If I understand you right, you are actually asking for a fairly simple process. If not, then I'm sorry. What I understand from "getting the top 10 most dominant frequency components" is to have the top 10 frequency components with highest amplitudes. To do that you can simply follow the method below without any advanced processing.

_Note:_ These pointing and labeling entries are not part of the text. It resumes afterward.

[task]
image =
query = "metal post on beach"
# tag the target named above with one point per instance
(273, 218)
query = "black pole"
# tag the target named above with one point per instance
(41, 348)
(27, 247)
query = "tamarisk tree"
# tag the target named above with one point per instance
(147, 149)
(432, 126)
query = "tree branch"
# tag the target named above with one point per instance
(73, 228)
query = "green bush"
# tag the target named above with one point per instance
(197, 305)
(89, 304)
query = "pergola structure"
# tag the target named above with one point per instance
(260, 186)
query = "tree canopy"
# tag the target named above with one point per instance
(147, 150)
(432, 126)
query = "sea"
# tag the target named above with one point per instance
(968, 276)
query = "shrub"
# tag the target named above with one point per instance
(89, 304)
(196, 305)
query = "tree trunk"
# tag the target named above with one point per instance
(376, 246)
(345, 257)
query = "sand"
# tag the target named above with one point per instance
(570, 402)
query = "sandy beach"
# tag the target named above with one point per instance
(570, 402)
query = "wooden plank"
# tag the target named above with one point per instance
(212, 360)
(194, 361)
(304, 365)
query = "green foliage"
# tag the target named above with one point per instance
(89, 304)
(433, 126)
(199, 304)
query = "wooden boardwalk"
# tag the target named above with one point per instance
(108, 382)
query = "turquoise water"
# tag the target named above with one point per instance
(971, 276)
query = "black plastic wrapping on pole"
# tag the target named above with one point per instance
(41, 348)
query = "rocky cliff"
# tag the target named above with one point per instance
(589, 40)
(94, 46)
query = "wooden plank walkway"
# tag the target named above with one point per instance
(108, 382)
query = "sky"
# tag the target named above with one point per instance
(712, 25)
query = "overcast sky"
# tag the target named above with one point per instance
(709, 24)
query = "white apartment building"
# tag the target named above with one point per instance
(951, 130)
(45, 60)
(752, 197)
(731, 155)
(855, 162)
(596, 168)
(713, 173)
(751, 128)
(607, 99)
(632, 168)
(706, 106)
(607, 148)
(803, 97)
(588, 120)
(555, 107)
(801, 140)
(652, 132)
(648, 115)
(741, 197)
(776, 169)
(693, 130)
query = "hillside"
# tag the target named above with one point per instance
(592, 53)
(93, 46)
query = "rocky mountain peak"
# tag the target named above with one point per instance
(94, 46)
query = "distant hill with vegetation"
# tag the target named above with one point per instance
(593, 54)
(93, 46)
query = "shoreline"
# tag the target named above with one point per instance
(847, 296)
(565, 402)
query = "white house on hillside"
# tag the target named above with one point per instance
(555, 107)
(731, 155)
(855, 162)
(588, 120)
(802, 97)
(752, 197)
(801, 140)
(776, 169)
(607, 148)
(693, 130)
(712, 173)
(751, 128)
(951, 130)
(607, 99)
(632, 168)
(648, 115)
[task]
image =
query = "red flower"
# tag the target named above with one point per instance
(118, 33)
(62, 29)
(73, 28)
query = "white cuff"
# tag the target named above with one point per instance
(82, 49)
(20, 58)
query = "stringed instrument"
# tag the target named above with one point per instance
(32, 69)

[y, Fs] = wavread('chordG.wav'); % read the wav file into X with sampling frequency Fs
fftVal = abs(fft(y,63)); % take 63 point FFT of signal and get magnitudes of the frequency components, increase number of points as you might require more frequency samples
mags = fftshift(fftVal); % perform an FFT shift to shift the negative frequencies
freqs = linspace(-Fs/2,Fs/2,length(mags))'; % create a proper frequency axis depending on the FFT length
plot(freqs, mags); % plot the frequency spectrum of your sound
mergedData = [freqs, mags]; % merge the frequency data and magnitude data into a Nx2 matrix
sortedFreq = sortrows(mergedData, [-2 1]); % sort the merged columns by descending order wrt mags and then ascending order to freqs
top10freqs = sortedFreq(1:10, 1); % get the first 10 frequency components
top10mags = sortedFreq(1:10, 2); % get the first 10 frequency magnitudes
But this will give you the negative frequency components as well, which might be useless since we're talking about a real signal here. So before getting the top 10, you can eliminate the negative frequencies with a simple line of code that you insert to "% HERE"
mags(freqs < 0) = 0; % zero-out the mags where freqs are less than zero
As a final note, while you are doing this process the number of FFT points you have is going to matter a lot, so my advice would be to experiment with your data a little bit and see how many points work out for you.